Another reason for the shortage of laughs is that the decision to focus on three primary Minions was a mistake. I understand that, on a story level, you can’t have hundreds of primary characters on screen at once; you need to identify and characterize individuals in order to relate to them. But there really is only so much you can do to humanize a nonsense speaking humanoid. It’s not that Stuart, Kevin and Bob aren’t funny, they are, but they’re only funny for the first 10 minutes we see them. After that, we get to know them as characters, and their individual comedic aspects begin to get tired. The Minions are much funnier as a group, and the film offers us only occasional glimpses of the entire pack, and it’s those glimpses that are the funnier portions of the movie. Part of the charm of the Minions in the Despicable Me movies is that they are just a big swarm of chaos creating creatures, with nothing but generic names to differentiate them. By focusing only on three particular Minions, I feel like the films significantly reduced the scope of anarchy the film could have had.

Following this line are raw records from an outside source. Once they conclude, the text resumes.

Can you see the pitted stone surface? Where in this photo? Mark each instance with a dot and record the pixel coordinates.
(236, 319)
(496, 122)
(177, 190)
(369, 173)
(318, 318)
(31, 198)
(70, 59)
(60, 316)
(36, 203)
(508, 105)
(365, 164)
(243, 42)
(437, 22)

Though Minions does have a pretty impressive voice cast including Sandra Bullock, Jon Hamm, Michael Keaton and Allison Janney, they are barely heard in the film. The primary human figure in the film is, of course, Scarlet Overkill, who is exactly the kind of villain we have seen in hundreds of animated films in the past. The only actual voice actor who seems to be really having fun is Hamm, playing Scarlet’s gadget building husband, Herb. It amazes me that a guy like Hamm has such a great comedic presence (even just his voice) considering his grave and serious role as Don Draper on Mad Men. But it’s Pierre Coffin, the film’s director and the voice of the Minions, who is the unquestioned lead voice actor here. What works about the Minions is that, even though we can’t understand what they are saying, just hearing the gibberish they speak is hilarious, especially when combined with their ridiculous actions.
When it comes down to it, you either find the Minions funny and adorable, or you think they are annoying. Unfortunately, even if you fall in the former category, Minions doesn’t quite give you exactly what you want. Most of the big laughs have already been shown in the trailers, the plot is nothing but an excuse for visual gags and all the human characters only distract from the little yellow stars. This movie is the ultimate proof that some things are better in small doses, including the Minions. The film does offer many chuckle worthy moments, and the cute factor is present throughout. The animation is colorful and vibrant, the film keeps up a fast pace and also does a great job of expanding the Despicable Me universe. I just can’t help but wonder if this film gave us everything the Minions have to offer, leaving nothing new left for Despicable Me 3.